Batman: The Movie (ZX Spectrum) - It's a Pixel THING



Batman: the Movie, from 1989 is an action/platform game based on Tim Burton’s amazing film of the same name and was released for a bunch of systems: the ZX Spectrum, Amiga, Commodore 64, Amstrad CPC, MS-DOS, Apple II and Atari ST.

There’s five action packed stages based on the movie and, when I first tried to load the 128k version of the game on my spectrum, about 14 minutes later I was blown away by the fantastic music by Mathew Cannon and all the 5 levels loaded at the same time! That was just freaking amazing!

In the first level we control Batman through the maze of platforms. We’re looking for Jack Napier and the action takes place at his Axis Chemical plant. You know what happens next: Jack falls into a container filled with acid. The Joker is born.

In the Spectrum version, the second level is a horizontal scroller where you take the wheel of the Batmobile through the streets of Gotham dodging traffic and avoiding the police using, for that matter, the grapple gun to go super-fast around corners. On the other versions of the game, the action is seen from behind the car making it look more natural but harder.

Third level is a puzzle section where Batman needs to identify all the components of the deadly chemical called Smilex that Joker launched into the market.

Succeeding this stage, we’ll be facing the parade sequence in which we’ll be flying the Batwing and use it to cut away the balloons filled with poisonous gas without hitting them.

If you get bored and wish to see right away the last level of this great game, just hold down one of the following combination of keys: “E+D+2+0+9” in reference to Robocop, or “M+I+C+K” probably referred to Mike Lamb, the programmer of the spectrum version, and you’re good to go!

The fifth and last level is similar to the first one and takes place at Gotham cathedral to finally get Joker on its knees. Although, there’s new hazards to consider like rats and platforms that crumble as you walk on them. The map seems bigger than the one on the Axis Chemical Plant and you need extra skills to get to the top of this huge Cathedral. At the very top, Joker makes his last move and tries to flee using a helicopter.
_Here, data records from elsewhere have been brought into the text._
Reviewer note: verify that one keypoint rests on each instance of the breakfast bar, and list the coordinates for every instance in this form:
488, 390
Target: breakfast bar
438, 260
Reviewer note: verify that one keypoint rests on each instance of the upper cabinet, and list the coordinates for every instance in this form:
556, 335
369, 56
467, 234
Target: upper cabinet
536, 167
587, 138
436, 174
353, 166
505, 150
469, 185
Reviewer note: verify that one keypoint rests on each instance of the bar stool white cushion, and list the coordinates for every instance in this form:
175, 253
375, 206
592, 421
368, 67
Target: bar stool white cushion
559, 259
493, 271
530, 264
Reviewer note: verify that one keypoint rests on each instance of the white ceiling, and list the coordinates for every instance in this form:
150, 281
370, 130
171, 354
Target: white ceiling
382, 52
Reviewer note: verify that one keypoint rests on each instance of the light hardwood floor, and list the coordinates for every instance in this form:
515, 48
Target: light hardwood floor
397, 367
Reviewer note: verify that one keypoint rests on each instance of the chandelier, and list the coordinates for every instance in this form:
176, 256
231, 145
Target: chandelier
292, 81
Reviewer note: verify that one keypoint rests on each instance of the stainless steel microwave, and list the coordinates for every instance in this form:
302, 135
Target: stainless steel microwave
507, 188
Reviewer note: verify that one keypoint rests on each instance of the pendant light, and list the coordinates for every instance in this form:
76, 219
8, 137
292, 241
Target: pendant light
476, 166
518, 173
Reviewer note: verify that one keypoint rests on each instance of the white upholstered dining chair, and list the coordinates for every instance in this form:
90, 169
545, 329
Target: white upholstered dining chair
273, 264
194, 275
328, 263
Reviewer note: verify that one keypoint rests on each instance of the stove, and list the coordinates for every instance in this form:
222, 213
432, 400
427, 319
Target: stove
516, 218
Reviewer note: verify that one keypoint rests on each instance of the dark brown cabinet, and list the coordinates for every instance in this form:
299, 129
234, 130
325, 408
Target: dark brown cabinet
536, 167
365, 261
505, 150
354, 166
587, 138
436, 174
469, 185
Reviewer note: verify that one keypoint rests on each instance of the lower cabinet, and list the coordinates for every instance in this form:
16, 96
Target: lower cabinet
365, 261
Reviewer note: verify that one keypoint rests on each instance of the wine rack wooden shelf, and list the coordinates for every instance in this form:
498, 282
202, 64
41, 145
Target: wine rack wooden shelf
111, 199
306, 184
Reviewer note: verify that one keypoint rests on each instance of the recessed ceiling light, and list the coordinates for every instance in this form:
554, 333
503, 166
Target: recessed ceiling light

You need to throw one more batarang and you get a great end sequence watching Joker falling down outside of the building.

I enjoyed this game a lot and even continue to play finishing it over and over just to beat the maximum score board points. Was I crazy or what?

Spectrum version of Batman the Movie was number one on the charts and was awarded Game of the Year in Crash magazine. Commodore 64 got the worst version that was filled with annoying bugs.

If you’re into some platforming action featuring a legendary comic book hero, you need to try this game!